The volume per molecule $$V_m$$ is the reciprocal of $$n_v$$:

$$V_m = \frac{1}{n_v} = \frac{1}{9.64 \times 10^{10}} \approx 1.037 \times 10^{-11}$$ cubic meters.

The mean distance $$d$$ between molecules is approximately the cube root of the volume per molecule, since each molecule occupies a cubic space:

$$d = \left(V_m\right)^{1/3} = \left(1.037 \times 10^{-11}\right)^{1/3}$$

We can separate the terms:

$$d = \left(1.037\right)^{1/3} \times \left(10^{-11}\right)^{1/3}$$

First, $$\left(10^{-11}\right)^{1/3} = 10^{-11/3} = 10^{-3.6667}$$. Since $$10^{-3} = 0.001$$ and $$10^{-0.6667} \approx 0.2154$$ (because $$10^{2/3} \approx 4.6416$$, so $$10^{-2/3} \approx 1/4.6416 \approx 0.2154$$), we get:

$$10^{-3.6667} \approx 0.001 \times 0.2154 = 2.154 \times 10^{-4}$$

Next, $$\left(1.037\right)^{1/3}$$. Using approximation $$(1 + x)^n \approx 1 + nx$$ for small $$x$$, where $$x = 0.037$$ and $$n = 1/3$$:

$$\left(1.037\right)^{1/3} \approx 1 + \frac{0.037}{3} = 1 + 0.012333 \approx 1.012333$$

But a more accurate calculation shows that $$1.012^3 = 1.03643488$$, which is slightly less than 1.037. The difference is $$1.037 - 1.03643488 = 0.00056512$$. The derivative of $$x^3$$ is $$3x^2$$, so at $$x = 1.012$$, $$3 \times (1.012)^2 \approx 3 \times 1.024144 = 3.072432$$. The increment is:

$$\Delta x \approx \frac{0.00056512}{3.072432} \approx 0.000184$$

Thus:

$$\left(1.037\right)^{1/3} \approx 1.012 + 0.000184 = 1.012184$$

Now multiply:

$$d \approx 1.012184 \times 2.154 \times 10^{-4} \approx 2.1807 \times 10^{-4}$$ meters.
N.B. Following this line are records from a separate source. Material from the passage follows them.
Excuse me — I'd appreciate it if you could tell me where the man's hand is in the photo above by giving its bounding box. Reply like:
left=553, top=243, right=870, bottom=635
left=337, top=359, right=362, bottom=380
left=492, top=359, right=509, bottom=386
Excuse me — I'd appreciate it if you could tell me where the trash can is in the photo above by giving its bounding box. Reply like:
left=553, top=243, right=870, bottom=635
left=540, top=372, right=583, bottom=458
Converting to millimeters (since 1 meter = 1000 mm):

$$2.1807 \times 10^{-4} \text{ m} = 0.21807 \text{ mm}$$

This value is approximately 0.22 mm, which is of the same order as 0.2 mm (both are $$10^{-4}$$ meters). The options are in different units, so comparing:

• A. 0.2 μm = $$0.2 \times 10^{-6}$$ m = $$2 \times 10^{-7}$$ m
• B. 0.2 mm = $$0.2 \times 10^{-3}$$ m = $$2 \times 10^{-4}$$ m
• C. 0.2 cm = $$0.2 \times 10^{-2}$$ m = $$2 \times 10^{-3}$$ m
• D. 0.2 nm = $$0.2 \times 10^{-9}$$ m = $$2 \times 10^{-10}$$ m

Our calculated distance $$2.18 \times 10^{-4}$$ m is closest to $$2 \times 10^{-4}$$ m, which is 0.2 mm.

Hence, the correct answer is Option B.